It reminded her of medieval times, when castles were the standard for the rich and powerful. The bigger and grander, the wealthier a man was. And like all things it was a symbol of status. And what was true then was just as true now, as this building doubled as both the business headquarters and the living space of the man that had summoned her.
Like a castle, this building had been built with chambers and towers high off the ground that had been meant to protect the nobility… the kings… the dukes… the barons… the earls… the men who were expected to keep everything going. But still, they always stayed well above ground.
They just don’t care to be associated with the salt and dirt of the earth, she thought as she sat and listened while her client – or rather her client’s proxy – made his pitch.
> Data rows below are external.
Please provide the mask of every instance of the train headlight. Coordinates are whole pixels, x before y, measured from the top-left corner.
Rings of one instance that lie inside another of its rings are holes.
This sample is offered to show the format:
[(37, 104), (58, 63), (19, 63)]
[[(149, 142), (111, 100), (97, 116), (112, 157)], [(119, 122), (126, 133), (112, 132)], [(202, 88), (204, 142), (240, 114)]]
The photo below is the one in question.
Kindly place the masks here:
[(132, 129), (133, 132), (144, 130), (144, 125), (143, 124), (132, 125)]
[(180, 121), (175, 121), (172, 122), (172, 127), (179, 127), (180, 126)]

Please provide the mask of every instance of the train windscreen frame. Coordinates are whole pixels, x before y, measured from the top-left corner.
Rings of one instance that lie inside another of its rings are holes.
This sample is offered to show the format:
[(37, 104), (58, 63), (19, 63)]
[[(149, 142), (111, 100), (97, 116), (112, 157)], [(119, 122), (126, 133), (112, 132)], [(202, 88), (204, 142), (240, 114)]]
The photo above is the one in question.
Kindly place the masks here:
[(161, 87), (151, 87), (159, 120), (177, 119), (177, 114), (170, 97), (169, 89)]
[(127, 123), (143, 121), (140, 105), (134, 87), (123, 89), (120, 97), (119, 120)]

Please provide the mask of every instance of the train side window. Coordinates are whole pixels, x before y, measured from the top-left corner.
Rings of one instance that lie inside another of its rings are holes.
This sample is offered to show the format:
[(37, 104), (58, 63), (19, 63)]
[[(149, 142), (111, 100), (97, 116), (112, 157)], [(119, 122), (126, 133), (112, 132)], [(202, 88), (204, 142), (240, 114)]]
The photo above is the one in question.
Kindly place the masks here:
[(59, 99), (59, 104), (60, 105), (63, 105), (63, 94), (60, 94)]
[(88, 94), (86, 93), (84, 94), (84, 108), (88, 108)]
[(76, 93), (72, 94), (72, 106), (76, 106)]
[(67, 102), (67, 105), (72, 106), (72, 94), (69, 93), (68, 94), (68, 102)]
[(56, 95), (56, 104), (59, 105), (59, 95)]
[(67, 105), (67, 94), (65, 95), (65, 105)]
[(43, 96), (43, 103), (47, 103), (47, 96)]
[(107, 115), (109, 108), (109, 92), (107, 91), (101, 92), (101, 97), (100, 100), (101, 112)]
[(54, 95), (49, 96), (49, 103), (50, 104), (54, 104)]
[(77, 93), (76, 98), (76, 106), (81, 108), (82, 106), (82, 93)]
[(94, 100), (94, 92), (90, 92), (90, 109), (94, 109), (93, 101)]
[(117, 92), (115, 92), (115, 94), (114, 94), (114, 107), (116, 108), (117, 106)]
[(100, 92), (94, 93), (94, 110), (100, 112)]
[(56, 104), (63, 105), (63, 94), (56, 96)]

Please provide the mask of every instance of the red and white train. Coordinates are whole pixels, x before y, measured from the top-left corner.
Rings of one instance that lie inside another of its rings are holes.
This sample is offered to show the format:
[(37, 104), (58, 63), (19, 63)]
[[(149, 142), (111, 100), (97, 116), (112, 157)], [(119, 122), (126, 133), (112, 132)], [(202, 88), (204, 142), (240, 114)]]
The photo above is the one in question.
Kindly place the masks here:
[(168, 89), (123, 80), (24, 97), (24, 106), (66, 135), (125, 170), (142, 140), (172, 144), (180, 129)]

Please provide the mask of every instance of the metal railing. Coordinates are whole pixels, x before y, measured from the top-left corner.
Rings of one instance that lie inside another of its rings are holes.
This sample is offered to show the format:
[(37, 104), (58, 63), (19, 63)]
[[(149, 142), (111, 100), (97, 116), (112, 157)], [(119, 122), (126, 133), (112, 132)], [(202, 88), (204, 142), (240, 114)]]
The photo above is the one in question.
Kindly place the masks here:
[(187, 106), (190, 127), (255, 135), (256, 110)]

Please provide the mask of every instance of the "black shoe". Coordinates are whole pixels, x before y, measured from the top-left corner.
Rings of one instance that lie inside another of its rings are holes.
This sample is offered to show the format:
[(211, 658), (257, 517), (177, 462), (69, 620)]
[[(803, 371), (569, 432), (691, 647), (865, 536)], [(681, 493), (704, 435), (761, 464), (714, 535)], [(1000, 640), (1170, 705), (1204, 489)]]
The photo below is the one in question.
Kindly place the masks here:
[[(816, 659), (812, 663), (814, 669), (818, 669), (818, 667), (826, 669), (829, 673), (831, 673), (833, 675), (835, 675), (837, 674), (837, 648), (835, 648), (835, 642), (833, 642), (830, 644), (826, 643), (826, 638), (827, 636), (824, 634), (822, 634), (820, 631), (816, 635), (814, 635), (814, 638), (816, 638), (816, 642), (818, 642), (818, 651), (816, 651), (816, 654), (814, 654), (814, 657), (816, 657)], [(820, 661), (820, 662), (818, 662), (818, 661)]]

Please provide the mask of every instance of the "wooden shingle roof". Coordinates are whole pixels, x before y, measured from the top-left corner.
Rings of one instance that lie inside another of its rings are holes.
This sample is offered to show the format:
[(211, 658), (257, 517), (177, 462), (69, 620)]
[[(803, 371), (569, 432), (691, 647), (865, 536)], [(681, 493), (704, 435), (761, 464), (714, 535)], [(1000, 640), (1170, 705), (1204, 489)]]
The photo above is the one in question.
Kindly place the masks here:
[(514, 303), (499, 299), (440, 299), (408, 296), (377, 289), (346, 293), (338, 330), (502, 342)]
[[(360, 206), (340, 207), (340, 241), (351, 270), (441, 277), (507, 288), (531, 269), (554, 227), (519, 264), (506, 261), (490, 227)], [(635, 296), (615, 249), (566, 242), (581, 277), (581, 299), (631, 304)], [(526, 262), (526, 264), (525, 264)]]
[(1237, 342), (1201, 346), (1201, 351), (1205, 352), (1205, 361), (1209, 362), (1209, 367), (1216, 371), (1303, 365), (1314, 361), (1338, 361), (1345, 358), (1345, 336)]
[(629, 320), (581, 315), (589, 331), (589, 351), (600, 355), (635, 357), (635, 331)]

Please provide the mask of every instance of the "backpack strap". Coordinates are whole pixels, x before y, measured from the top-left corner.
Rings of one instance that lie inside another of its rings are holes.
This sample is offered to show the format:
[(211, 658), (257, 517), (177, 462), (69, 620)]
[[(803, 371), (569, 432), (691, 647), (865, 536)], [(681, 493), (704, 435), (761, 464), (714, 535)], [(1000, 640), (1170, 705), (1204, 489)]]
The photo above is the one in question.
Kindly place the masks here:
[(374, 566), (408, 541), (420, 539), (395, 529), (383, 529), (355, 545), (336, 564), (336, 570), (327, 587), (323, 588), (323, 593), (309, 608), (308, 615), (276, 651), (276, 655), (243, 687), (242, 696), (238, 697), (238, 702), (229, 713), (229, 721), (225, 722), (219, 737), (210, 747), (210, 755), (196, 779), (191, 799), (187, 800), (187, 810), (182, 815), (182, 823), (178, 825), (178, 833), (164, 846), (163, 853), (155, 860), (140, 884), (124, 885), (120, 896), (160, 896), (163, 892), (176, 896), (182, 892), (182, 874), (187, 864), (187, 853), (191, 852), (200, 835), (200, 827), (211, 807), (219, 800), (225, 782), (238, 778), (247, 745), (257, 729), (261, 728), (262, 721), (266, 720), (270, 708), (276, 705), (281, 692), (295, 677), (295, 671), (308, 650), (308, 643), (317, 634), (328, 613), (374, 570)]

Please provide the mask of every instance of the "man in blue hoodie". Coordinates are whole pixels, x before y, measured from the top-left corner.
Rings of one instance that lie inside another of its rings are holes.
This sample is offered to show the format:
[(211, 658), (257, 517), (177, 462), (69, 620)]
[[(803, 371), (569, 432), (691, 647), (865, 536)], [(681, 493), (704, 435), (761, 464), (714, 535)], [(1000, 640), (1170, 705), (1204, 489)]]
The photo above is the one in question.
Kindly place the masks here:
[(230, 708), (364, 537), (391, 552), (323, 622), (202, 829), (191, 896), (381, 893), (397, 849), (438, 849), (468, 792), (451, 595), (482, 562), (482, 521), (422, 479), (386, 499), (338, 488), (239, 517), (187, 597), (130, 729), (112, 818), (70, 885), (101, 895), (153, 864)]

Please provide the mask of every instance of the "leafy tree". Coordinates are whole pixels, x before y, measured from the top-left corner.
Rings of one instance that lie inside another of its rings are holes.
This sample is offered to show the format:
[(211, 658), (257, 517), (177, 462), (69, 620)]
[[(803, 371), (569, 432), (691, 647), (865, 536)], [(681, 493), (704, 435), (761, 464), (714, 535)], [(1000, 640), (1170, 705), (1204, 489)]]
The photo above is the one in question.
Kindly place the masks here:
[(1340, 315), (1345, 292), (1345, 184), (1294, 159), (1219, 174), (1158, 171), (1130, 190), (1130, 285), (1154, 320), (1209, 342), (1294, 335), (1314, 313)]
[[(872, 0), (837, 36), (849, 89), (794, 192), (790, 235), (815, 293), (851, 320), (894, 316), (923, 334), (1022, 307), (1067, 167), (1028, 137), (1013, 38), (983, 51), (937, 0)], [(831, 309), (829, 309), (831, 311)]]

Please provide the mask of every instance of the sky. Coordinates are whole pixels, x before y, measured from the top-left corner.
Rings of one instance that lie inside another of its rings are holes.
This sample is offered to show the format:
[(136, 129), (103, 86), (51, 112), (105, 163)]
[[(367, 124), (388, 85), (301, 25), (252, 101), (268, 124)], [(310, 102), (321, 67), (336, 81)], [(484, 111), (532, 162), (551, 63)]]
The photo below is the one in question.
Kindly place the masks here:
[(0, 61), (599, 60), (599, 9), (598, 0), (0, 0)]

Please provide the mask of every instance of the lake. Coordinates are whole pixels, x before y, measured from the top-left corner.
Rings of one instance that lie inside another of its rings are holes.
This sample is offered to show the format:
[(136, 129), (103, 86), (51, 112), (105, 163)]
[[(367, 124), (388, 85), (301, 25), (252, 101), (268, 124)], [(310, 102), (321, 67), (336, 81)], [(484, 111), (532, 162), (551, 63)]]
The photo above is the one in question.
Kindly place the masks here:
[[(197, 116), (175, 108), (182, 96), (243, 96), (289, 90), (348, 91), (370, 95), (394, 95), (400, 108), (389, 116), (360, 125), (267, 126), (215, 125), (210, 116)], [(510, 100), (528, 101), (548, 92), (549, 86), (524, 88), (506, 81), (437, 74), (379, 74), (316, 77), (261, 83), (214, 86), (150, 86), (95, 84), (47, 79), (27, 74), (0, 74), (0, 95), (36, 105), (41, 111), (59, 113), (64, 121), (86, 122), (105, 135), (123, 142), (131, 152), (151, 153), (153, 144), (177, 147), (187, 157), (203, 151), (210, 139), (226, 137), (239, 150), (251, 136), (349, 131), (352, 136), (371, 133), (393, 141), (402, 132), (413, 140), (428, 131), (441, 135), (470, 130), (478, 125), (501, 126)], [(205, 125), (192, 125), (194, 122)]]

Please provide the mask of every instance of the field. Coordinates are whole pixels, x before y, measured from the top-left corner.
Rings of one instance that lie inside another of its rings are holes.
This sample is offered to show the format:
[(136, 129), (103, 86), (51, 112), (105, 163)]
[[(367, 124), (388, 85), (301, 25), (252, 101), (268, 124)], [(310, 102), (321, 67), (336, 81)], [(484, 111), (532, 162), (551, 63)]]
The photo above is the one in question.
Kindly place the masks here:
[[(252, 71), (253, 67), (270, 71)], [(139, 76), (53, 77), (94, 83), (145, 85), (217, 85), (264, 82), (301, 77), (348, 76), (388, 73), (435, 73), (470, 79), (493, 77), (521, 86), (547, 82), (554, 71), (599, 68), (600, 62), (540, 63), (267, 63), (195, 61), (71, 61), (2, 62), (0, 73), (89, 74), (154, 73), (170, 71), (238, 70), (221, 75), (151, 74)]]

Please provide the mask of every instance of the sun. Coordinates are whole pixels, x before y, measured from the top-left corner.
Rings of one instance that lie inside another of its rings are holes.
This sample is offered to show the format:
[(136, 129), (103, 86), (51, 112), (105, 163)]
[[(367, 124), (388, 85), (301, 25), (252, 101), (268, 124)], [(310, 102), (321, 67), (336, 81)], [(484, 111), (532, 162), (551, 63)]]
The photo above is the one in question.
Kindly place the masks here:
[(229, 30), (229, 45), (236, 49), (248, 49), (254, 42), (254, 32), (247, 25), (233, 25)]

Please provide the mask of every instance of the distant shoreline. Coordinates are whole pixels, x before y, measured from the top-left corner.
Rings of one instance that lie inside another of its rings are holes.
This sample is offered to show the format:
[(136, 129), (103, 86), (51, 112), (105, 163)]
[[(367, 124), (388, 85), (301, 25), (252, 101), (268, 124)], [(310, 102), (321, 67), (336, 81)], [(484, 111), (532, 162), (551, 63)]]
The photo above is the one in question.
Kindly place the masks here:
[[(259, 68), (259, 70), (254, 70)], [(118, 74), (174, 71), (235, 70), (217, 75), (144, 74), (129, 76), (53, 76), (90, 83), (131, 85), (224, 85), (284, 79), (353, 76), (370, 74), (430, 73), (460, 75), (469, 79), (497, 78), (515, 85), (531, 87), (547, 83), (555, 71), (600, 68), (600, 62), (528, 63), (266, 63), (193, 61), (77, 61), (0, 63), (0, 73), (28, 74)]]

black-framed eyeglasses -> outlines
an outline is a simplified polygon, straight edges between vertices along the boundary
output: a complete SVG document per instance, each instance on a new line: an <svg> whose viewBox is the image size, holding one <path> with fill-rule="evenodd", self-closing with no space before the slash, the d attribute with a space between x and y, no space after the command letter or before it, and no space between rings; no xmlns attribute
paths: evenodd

“My son is an idiot,” he said, leaning on his mahogany desk that looked so old it could have crossed the Atlantic with the Pilgrims. But the man’s accent was certainly not that of those early day travelers. His accent came from somewhere further to the east… the old Soviet Block, she recalled. He was one of the many that had left Communism behind to embrace Capitalism with both arms wide open and, in an ironic twist, found that he was really good at it for the man was worth hundreds of billions if not more. “No… he’s worse than that,” the old man corrected, “he’s a raging idiot!”
Janice merely nodded, half interested. The old man wasn’t saying anything that she didn’t already know. She’d done her homework before taking this meeting and she knew what kind of a shit swamp she was about to jump into. But whether she was going to wade in it or swim was still a matter of some debate.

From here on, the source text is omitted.